カーライルは神経過敏な男であった。
とりわけ「音」への感覚は一種特別なものがあり、その繊細さは時として、殻を剥かれたエビにすら擬えられたほどである。時計のチクタク音にキレ、遠くの犬の鳴き声に集中力を掻き乱されて、逆上のあまり二重壁の部屋をつくって引き籠ってみたものの、やはり満足には程遠い。
「いっそ、アフリカの砂漠にでも移りたい。それが叶わないのなら、せめて大海に船を浮かべてそこで思索に耽りたい」
日ごと癇癪を起しては夫人に向かってこんなことを言い散らし、彼女を大いにてこずらせたということだ。
(Wikipediaより、トマス・カーライル)
ダーウィンもまた、被害に遭った一人であった。
スペンサー邸でこの両名が対面した際、何を思ったかカーライルは滔々三時間に亘り、喧騒の有害と沈黙の利益について思うところをまくし立て、ダーウィンをしてほとんど座にいたたまれぬほど困憊させた。

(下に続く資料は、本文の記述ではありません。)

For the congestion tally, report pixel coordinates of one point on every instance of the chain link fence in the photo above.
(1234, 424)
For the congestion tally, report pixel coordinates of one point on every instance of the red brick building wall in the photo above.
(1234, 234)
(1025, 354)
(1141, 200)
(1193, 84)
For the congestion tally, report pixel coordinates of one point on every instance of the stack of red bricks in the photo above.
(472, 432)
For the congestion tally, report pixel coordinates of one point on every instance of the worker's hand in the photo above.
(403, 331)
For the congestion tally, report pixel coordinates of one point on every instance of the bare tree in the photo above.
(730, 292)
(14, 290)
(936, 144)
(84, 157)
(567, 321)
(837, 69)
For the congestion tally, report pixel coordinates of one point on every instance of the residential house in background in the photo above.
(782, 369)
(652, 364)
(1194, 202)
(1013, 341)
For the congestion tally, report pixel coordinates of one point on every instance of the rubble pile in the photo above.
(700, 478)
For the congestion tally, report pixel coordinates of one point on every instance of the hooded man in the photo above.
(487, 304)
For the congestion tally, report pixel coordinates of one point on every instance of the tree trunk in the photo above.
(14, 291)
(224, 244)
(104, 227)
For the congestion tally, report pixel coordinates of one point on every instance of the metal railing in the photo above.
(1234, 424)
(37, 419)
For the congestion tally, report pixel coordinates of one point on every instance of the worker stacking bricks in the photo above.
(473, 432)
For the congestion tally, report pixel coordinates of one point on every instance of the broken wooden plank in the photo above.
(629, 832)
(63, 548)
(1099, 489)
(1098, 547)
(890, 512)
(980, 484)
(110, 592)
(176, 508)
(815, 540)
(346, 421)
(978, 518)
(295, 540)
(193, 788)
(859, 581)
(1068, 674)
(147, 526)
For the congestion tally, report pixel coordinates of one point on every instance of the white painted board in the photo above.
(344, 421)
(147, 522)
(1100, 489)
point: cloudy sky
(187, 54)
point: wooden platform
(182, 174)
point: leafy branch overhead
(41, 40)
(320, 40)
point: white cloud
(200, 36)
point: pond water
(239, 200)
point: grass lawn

ダーウィンは後にこの体験を「喧騒を攻撃するための喧騒」と表現し、お蔭で自分にも静寂の利益が覚れたと皮肉たっぷりに締めくくったそうである。
次の逸話は、以上の知識を前提として脳に容れておかなくば、真の妙味を感得し難い。
米国の文豪エマーソンが、欧州漫遊の折、英国カーライルの寓居を訪ねた。両文豪の初対面だから、どんなすばらしい話が交わされるかと思ったら、カーライルは先づ賓客に煙草をすゝめ、二人とも黙したるまゝ深夜に及んだ。やがて別れる時、
「こんな愉快な晩はなかった」
と異口同音、二人は堅い握手を交わした。(昭和十四年発行『交渉応対座談術』336頁)
此度は私も彼らに倣おう。贅言を慎み、本稿はここで切り上げる。
これは決してネタ切れにより、にっちもさっちも行かなくなった挙句の果ての、苦し紛れの言い訳ではない。ないといったらないゆえに、その点どうか悪しからず。